My soon-to-be 87-year-old mom has uttered the phrase “growing old isn’t for wimps” many times over the last several years. As she is battling her current and most significant health challenge, I know she did not reach this age by being a weenie. I hope that some of those genes are coursing through my body. So far, I think I’m heading in that direction, which is good because I apparently am a slow learner regarding the brain/body connection.
My latest time to use the aforementioned phrase was a few months ago…except this time it went, “Mind’s 18, body’s 45.” And this time it was a soccer field. And a kids vs parents game. I instinctually tried this sweet roundhouse kick move only to hear my knee pop. It felt like everything below my knee was glass and just shattered down to my toes.
As I crumpled to the ground, my husband looked over to me and asked if I was okay. “Uh…I think I’m done for the game.” I was pretty certain it would not be a good idea for me to shake it off and get back in there. Of course, all the rest of the parents immediately shifted their playing into low gear, intent on keeping the body count at one.
Long story not so long, I recently had knee surgery to take care of the damage that was caused when a 45yo woman tried to kick a soccer ball in midair while playing her son’s 8-9yo team.

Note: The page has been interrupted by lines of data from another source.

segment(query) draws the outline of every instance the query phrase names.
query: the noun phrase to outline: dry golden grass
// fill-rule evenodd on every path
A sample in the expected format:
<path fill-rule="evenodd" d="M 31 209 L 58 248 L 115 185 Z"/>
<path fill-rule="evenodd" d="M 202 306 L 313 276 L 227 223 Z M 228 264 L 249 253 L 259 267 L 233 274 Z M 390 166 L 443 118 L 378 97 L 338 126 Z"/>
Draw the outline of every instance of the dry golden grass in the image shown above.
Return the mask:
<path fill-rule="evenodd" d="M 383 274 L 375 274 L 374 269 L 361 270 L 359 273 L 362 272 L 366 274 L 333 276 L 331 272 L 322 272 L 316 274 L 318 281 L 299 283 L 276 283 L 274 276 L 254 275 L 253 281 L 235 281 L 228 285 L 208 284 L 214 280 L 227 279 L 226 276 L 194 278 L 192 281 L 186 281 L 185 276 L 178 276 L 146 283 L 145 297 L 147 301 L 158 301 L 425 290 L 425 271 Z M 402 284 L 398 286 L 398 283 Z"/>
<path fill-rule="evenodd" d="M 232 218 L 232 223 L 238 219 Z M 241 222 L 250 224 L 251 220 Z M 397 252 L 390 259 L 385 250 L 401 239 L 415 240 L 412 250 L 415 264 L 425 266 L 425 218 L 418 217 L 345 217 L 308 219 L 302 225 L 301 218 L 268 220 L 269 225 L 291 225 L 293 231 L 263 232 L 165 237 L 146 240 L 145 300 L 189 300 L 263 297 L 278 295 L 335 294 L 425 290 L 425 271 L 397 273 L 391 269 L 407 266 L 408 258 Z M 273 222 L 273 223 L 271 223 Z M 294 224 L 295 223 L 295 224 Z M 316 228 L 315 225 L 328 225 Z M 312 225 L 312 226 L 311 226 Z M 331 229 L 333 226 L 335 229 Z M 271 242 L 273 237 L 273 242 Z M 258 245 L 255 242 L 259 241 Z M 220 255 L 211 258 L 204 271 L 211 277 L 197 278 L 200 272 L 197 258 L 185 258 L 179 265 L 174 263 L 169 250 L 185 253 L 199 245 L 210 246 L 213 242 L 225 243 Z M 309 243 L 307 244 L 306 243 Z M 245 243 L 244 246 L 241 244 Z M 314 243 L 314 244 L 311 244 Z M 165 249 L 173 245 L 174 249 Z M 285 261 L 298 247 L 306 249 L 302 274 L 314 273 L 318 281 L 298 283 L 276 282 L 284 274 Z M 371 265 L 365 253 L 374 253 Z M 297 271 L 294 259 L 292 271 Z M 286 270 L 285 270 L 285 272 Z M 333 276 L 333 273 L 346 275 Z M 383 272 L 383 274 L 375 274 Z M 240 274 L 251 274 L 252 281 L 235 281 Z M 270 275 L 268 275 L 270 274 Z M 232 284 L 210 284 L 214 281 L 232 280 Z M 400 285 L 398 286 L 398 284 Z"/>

I know, I know. That’s my point. My brain has not caught up to the idea that I’m getting old. Until now. I think. Within a month and a half I’ve had my gallbladder out and my knee “cleaned up.” I’ve definitely been feeling my age—and I think I may be feeling other people’s age, too—like I’m just gathering up years to heap on my mind so that it doesn’t pull this crap again.
Only, I don’t want to.
Even though I’ve been hobbling around and wincing or in pain for one reason or another for the last several months, I’m just not ready to throw in the towel and act my age. It’s just that it’s getting harder to ignore.
Thankfully, I’m a hardhead with strong instincts. After all, mind over matter, right? And maybe I will continue to use this phrase until, Lord willing, I’m an octogenarian like my mom, and I’ll be saying, “Mind’s 18, body’s 87.” Of course, at that point I may be in a full body cast, but deep down inside there will be a part of me that is smiling, knowing that the towel hasn’t been thrown in but is still in my corner, right where it belongs.
2 thoughts on “I Fall to Pieces (or Pop Goes the Knee-sel)”
why do we always have the “18 year old brain” and bodies much older? My Mom is 88 and still gets up at 6am every day and walks the prairie path. I wanna be like her … at my CURRENT age!
Let’s hope that our brains stay young in other ways, too! I love that your mom is still so vibrant…good genes!